The justification for going to Otakon 2021 — in what turned out to be the beginning of COVID delta season — was “it’s not like a lot of people are going to go to the trouble.” There weren’t any huge guests or major events, after all. It’s not like anyone from Japan could make it. If you were going to Otakon this year, you were going just to be at an anime convention, because you missed it that much. Surely the pull couldn’t be that big.

Anyway, a whole lot of other people all thought this. All of us were wrong. We each underestimated how badly other people had missed this event. It wasn’t just us. Not by a long shot.

This is the moment I stepped out into the con floor on Friday. It was already apparent that there was a big crowd, but this is where I realized everybody was going to crowd into the same spots like usual.

Otakon 2021 looked like any other Otakon, just with everybody wearing masks. (I spotted just four or five unmasked people all weekend.) The convention reported that 25,543 people came by.

After a year and a half, with no visible end in sight to the pandemic — indeed, with so many fools actively working to extend it indefinitely — going to Otakon didn’t feel like a crazy idea anymore. I felt more like I was taking a risk to help keep myself sane.

This is actually the hotel; I don’t have a lot of shots of the con center. It’s a really comfy hotel and very much worth the price.

Otakon is out in Washington DC these days, in the massive Walter Washington Convention Center. If you ever went to Otakon at the labyrinthine Baltimore Convention Center, it’s a lot more spacious now. The Walter Washington is attached to our usual hotel (the Marriott), so it was exceedingly easy to move to and from the con. Given the situation, this was very important; I spent a lot less time on the convention floor this weekend than I ever have.

Crowding and COVID precautions (or lack thereof)

The entrance from the hotel couldn’t handle the heavy Saturday morning crowds, nearly creating a dangerous pile-up around the escalators. I got off the escalator here and went right back up to play Monster Hunter at the bar

The Otakon floor was as busy as ever, and I didn’t really detect much concern from the crowd. For many of us, this was the scary part.
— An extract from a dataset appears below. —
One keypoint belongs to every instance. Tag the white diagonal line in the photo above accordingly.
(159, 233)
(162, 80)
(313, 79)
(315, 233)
I saw all my usual convention friends from all around the East Coast, but I saw a lot of them only once or twice. Before, there was no risk to hanging out idly around the con center, mingling in the crowd, or befriending strangers: now there was.

Otakon sent us a lot of assurances that everything would be very COVID-safe this year — like a temperature scan at the main entrance — but they didn’t make any effort at distancing. I was trapped in some very uncomfortable lines with otaku who, by nature, draw together as close as they possibly can on all sides. (It’s how you convince yourself the line is moving.) The shoulder-to-shoulder seating at panels wasn’t much better.

Of course you can’t regulate a 25,000-person crowd, but I was really expecting some effort in stuff like the seating, and high-volume areas like the dealer’s room and game room. That the convention center was selling food in the highest-traffic areas seemed downright irresponsible given what we understand about COVID transmission.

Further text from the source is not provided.